This past week just did not go as planned as far as the blog and the eBook giveaways, etc. go. My heart and thoughts were here in this space.
But, nothing happened. If it makes you feel any better, I also did not clean my house or pay any bills or get the van inspected.
Prepare for some raw openness here, folks.
Remember a few years ago, when I married Michael, moved, and started a new job? How all of that sent me into this situational depression/anxiety nightmare tailspin, and I said I'd NEVER do that again?
Remember a few years ago, when I left a great job with great people, only because I said I'd NEVER work the overnight shift again - not even for the freaking Today Show?
Well. They say "never say never," and my friends, "they" are right.
Okay, so I didn't just get married again - but I did move, start a new job, and I re-assumed 100% of Michael's personal care on my own (not my choice - I'm still working out some bitterness issues with that - in the spirit of full disclosure). I am now working overnights.
And you know what?
It's been too much.
We haven't been sleeping enough, our bodies are still adjusting to the schedule, my brain is still adjusting to being back into local news and to being in management and to working 10 hour days. I haven't been cooking, so I've been eating junk food and that means less energy. And the only waking hours Michael and I were spending together were when I was either getting him up and ready for the day (night) or getting him in bed at night (in the morning).

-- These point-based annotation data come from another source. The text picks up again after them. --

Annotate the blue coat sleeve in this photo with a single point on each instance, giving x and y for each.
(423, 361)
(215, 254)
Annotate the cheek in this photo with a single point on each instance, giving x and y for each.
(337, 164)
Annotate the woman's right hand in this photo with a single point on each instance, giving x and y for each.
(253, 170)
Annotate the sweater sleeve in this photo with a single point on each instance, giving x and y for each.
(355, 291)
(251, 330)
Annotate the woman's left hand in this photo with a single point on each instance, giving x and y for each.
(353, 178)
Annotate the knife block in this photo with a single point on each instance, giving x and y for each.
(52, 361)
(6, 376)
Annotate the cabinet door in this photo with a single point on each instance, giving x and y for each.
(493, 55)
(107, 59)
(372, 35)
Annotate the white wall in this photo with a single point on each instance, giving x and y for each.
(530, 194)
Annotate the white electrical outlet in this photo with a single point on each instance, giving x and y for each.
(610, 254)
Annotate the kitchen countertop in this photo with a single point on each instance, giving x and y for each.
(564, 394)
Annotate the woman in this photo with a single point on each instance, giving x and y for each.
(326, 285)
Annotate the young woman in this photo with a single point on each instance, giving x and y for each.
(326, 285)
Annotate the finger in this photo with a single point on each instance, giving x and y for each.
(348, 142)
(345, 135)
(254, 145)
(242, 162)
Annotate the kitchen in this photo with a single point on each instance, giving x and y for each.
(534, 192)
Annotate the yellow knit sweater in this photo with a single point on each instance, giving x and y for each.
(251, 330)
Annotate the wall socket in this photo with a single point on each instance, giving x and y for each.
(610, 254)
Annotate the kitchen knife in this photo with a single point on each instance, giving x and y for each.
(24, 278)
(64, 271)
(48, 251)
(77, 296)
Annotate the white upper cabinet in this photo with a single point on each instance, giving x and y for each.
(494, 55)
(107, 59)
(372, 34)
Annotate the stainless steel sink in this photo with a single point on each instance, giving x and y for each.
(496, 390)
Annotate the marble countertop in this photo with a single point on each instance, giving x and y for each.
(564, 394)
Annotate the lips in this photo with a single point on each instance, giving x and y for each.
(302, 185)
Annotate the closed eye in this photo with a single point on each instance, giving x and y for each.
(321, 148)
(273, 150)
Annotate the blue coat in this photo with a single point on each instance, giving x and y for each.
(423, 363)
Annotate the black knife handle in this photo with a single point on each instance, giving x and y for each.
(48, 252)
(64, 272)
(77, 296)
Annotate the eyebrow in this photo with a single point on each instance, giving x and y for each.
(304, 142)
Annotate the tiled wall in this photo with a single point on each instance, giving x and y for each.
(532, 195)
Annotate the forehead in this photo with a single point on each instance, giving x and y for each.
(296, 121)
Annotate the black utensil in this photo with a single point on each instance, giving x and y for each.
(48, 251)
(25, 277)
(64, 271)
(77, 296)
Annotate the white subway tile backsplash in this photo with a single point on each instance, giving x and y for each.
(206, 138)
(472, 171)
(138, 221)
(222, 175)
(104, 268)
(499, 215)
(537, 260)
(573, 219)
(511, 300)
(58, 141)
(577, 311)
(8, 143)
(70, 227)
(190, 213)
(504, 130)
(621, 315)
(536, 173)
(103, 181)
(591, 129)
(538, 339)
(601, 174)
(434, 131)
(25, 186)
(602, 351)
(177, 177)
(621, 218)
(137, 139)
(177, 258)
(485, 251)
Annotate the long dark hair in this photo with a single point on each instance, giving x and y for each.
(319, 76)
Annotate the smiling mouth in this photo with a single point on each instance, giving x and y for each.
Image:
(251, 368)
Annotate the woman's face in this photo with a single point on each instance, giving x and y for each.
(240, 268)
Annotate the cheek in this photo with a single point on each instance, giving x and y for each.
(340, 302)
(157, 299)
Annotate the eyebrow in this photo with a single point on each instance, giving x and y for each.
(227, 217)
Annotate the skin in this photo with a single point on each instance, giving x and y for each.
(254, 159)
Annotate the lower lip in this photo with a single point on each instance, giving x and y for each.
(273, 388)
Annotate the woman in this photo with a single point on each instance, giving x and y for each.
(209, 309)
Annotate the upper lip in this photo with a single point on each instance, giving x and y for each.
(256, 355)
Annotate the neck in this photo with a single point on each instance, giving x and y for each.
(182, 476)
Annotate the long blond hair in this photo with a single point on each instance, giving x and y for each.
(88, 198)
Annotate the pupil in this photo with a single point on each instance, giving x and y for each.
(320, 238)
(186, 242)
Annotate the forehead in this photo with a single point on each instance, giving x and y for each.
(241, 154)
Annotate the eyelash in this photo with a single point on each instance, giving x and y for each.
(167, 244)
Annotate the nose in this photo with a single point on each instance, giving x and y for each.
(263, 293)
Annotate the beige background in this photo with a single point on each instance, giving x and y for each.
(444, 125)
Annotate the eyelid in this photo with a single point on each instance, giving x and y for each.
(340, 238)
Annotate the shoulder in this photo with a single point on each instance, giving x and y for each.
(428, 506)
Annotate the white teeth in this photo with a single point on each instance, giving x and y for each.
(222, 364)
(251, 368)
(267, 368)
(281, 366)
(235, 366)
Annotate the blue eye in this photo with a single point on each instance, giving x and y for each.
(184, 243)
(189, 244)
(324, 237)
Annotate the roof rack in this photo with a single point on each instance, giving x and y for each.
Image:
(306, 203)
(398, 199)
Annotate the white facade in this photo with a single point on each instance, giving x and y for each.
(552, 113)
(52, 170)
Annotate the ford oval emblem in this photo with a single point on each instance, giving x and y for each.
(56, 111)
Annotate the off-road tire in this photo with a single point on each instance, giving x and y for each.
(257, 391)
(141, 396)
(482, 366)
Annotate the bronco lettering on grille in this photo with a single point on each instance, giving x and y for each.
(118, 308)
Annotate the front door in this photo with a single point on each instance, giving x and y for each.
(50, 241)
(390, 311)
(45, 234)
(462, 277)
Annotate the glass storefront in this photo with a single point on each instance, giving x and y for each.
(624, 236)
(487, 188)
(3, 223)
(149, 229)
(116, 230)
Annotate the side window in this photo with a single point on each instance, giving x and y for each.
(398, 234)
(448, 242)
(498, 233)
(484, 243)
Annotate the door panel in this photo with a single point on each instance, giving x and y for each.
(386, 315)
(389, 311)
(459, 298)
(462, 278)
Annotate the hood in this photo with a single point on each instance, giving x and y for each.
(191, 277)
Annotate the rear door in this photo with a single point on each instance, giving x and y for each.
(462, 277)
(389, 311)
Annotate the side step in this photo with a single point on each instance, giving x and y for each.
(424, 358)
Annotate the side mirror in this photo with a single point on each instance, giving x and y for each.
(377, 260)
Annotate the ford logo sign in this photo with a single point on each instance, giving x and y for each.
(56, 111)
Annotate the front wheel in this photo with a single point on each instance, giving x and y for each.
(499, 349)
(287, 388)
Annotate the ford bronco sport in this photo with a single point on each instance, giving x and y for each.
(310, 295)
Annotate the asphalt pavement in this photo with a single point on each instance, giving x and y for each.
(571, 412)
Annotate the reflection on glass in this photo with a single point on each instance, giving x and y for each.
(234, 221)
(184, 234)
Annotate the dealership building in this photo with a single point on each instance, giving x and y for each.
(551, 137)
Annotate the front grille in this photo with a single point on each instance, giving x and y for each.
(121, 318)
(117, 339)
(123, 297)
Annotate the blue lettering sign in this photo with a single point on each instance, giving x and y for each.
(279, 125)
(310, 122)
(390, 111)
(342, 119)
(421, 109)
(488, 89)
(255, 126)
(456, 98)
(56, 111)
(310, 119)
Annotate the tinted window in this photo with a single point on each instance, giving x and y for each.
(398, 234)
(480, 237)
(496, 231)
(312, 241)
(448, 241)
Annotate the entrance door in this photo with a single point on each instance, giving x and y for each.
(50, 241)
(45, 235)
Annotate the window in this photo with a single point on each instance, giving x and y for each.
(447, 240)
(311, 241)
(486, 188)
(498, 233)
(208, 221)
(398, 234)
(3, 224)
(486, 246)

I felt like some sort of Cinderella in a mental fog, with constant back pain.
And it was Valentine's Day. Or was it? I don't remember. Monday-Thursday felt like one long day.
We got through it, of course. Eating frozen meals, and snuggling each morning, and Michael held me as I cried wondering if I can do this, and he promised me it would get better. And I prayed for it to get better.
And yesterday, it did.
A wonderful young woman answered the ad Michael put on Craigslist for a personal care attendant. We're paying out of pocket for her to come three nights a week, and take care of his bathroom stuff.
She is here now.
Then, I'll go downstairs right about the time they will be finishing up, and Belinda will be leaving. And hopefully we'll have breakfast together.
I never thought I'd be so happy to have another woman in my house!
I fought this so hard a couple of years ago. I wanted to take care of him, 100% of the time. I felt like I should, and I could. But then, I learned my lesson.
It's so nice to have this second floor where I can escape to when she is here. It's perfect. I can still be home without feeling awkward or in the way.
I'm so thankful that I don't have to do all of that, then go to work all night on no sleep. I only have to go to work all night on no sleep. :) Believe me, that's way better!